Saiful dan Roni masih belum mengerti apa yang terjadi dengan Jasa, perubahan yang sangat drastis yang membuat siapa saja bingung dengan ulahnya. Entah malaikat apa yang merasuki tubuhnya pagi ini hingga tiba-tiba dia ingin kuliah hari ini. Saiful dan Roni saling pandang penuh tanda tanya dan berakhir dengan kerutan di kening dan kedikan bahu dari masing-masing keduanya.
Jasa membuka lemarinya dan langsung meraih jaket pemberian temannya, Fadhilah. Matanya mencari-cari sesutau ke arah meja belajar yang berantakan dengan bekas rokok.
“Cari apa Sa..?” tanya Saiful memberanikan diri.
“Pulpen. Pulpen kamu mana, boleh minjam?”
“Itu, di laci paling bawah.” Sambil menunjukkan tangannya ke arah meja yang tidak jauh dari tempat tidurnya. Dengan segera jasa mencari dan mengambil pulpen tersebut.
“Sa, kamu kenapa, sih?” tanya Roni angkat bicara, dia tidak bisa lagi membendung rasa penasarannya.
“Gak ada, Akh.., aku nggak kenapa-napa. Aku pengen ke kuliah doang.” ungkap jasa berusaha memahamkan temannya yang masih bingung dengan tindakannya yang tiba-tiba. “aku berangkat dulu ya, hampir telat nih.”
Jasa pergi dengan menyandang tas hitam di bahu kirinya dan tangan kanannya asyik membalik kaos kaki sambil sesekali dibantu tangan kiri; yang akan dipakainya di Mahaththoh sambil menunggu angkot.
“Aku harus ke kuliah hari ini, aku harus belajar! Harus..!” tekat jasa dalam hatinya. Jasa pun tidak harus menunggu lama-lama di Mahaththoh; sekitar 3 menit ia duduk di Halte depan bawwabah Buust putra, angkot jurusan Darrosah datang.
“Darrosah… Darrosah… Darrosah” ajak kernek angkot kecil ini dengan suaranya yang mengalahkan microphone. Jasa masuk beserta beberapa mahasiswa berkulit hitam. Belum sempat selesai jasa mengulang hafalannya satu halaman dari surah At-Taubah ala Musyari Rasyid, angkot yang dinaikipun sampai dan penumpang berturunan. Jasa langsung menuju kampus Islam tertua ini. Ada rasa malu, bimbang dan sedikit takut, tiba-tiba Jasa menghentikan langkahnya, sambil melihat ke kiri dan kanan.
“Sudah lama aku tidak ke sini..” gumamnya.

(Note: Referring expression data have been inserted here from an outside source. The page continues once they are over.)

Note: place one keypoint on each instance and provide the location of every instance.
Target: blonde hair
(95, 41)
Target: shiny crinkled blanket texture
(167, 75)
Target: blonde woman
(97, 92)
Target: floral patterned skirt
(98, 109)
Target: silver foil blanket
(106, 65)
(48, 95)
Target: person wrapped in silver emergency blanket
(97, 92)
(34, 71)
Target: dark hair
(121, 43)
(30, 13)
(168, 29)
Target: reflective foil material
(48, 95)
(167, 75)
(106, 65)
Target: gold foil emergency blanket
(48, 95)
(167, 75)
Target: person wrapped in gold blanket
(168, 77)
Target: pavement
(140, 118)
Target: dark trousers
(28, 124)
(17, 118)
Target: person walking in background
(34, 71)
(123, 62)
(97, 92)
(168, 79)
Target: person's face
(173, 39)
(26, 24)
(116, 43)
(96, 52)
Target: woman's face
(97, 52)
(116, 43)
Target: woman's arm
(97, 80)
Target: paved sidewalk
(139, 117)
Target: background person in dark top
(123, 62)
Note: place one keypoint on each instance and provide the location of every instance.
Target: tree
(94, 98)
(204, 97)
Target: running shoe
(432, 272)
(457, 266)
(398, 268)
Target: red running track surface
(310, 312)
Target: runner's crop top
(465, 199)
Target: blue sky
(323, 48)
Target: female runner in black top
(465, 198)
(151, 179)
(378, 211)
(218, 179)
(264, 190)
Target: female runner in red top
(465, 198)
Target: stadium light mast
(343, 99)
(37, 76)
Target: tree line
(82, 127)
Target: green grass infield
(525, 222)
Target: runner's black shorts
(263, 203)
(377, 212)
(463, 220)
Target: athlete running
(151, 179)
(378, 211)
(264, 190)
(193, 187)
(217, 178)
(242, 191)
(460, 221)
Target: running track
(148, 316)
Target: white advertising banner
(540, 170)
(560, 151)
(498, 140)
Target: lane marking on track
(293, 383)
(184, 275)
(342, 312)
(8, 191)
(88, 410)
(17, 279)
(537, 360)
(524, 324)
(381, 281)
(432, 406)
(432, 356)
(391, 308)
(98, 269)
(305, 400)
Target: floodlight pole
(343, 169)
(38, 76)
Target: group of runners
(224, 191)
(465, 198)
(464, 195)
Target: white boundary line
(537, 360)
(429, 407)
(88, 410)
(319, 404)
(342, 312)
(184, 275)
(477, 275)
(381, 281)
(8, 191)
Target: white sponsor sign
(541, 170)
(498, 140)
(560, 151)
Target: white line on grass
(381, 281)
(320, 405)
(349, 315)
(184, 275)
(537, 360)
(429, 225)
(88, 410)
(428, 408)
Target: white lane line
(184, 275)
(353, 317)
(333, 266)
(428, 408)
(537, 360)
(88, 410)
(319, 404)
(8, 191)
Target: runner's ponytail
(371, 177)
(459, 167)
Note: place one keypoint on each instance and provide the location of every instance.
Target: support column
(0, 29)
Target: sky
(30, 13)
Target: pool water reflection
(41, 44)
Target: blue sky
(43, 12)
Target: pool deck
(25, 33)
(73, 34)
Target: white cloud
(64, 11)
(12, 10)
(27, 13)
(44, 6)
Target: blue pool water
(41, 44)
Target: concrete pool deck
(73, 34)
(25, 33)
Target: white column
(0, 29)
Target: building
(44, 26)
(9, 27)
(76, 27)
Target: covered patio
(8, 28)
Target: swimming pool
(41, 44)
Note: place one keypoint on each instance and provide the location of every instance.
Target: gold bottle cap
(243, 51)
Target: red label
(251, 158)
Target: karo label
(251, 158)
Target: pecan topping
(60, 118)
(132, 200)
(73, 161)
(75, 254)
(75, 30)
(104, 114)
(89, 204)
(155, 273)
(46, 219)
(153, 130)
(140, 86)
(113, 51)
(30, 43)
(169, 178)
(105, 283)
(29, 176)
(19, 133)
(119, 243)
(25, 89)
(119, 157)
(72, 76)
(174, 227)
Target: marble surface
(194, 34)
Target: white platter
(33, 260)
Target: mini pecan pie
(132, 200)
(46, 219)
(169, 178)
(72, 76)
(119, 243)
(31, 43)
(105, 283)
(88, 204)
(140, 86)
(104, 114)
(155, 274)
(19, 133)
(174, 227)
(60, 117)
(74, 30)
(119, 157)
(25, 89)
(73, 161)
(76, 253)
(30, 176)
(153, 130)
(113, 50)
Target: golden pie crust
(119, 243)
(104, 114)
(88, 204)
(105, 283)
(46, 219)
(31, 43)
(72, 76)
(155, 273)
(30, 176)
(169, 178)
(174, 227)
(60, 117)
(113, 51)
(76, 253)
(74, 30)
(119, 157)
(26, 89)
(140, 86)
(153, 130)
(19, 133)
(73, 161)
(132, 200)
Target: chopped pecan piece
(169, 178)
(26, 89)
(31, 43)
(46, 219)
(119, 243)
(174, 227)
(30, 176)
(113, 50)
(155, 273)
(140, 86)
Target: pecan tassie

Dengan fikiran yang masih campur aduk antara masuk atau tidak, Jasa meneruskan langkahnya tanpa mau berlama-lama dengan kebimbangannya. Pintu gerbang Al-Azhar telah menghadangnya, dengan tiga syurthoh tinggi dan bertubuh kekar yang setia menanyai dan memeriksa kerneh mahasiswa yang mau masuk kuliah, termasuk Jasa.
“Ya Syaikh, Ain kerneh..?” tanya salah seorang syurthoh yang lagi duduk di samping pintu masuk kampus. Jasa pun gugup dan tidak bisa menjawab. Dia baru ingat, kalau mau ke kuliah harus bawa kerneh. Boro-boro bawa kerneh, Visa saja sudah dua tahun belum pernah diperpanjang. Jasa diam dan tidak menjawab. Bukan karena tidak faham apa yang diminta syurtoh, juga bukan karena tidak bisa menjawab; sekalipun Jasa nggak pernah masuk kuliah dua tahun terakhir ini, tapi kemampuan bahasa arabnya nggak bisa disepelekan.
“Indunesia.., ain kerneh..? Limazda lam tujib..?” bentak syurthoh yang berkumis tebal, membuat Jasa semakin mematung.
“Kholas, da’hu!, rubbama la yafham lughoh ‘arabiyah.” Ucap syurthoh yang tidak jauh berdiri dari Jasa menengahi situasi.
“Yalloooh, hus ya syaikh!” Perintah syurthoh si kumis tebal. Begitulah kebiasaan para syurthoh kampus ini, paling enak menakut-nakuti mahasiswa; apalagi mahasiswa Asia. Padahal mereka hanya becanda, tidak lebih.
Jasa pun buru-buru pergi, tawa para syurthoh yang mengiringi kepergiannya hilang seketika ditelan langkahnya yang terburu-buru menuju aula Fakultas Syari’ah syu’bah syari’ah Islamiyah. Jasa dikagetkan dengan ruangan yang kosong dan tempelan selembar kertas di pintu masuk sebelah kanan.
Untuk pekan ini, muhadhoroh tarikh tasyri’ tidak ada. Inti dari tempelan selembar kertas itu. Jasa lemas dan agak kecewa. Akhirnya dia pergi kelantai dua, aula syu’bah syariah wa qonun. Tanpa fikir panjang, Jasa masuk dan mengambil bangku urut dua dari depan yang berpapasan dengan dosen.
***
Aku pasti bisa!!! Jasa teringat dengan tekatnya dulu pada hari pertamanya kuliah. Dia terkesima, salut dan takjub melihat dosen favoritnya, DR. Saad, yang mengajar Fiqh Muqorin. Di samping bahasa pengantarnya jelas, tegas, juga DR. ini menyampaikan ceramah kuliahnya berdiri mulai dari awal sampai akhir. Ternyata DR. Saad yang dulu ia idolakan, sekarang ada di depannya. Sudah dua tahun ia tidak pernah masuk kuliah, ternyata DR. Saad tidak banyak berubah; masih tetap jadi dosen favoritnya.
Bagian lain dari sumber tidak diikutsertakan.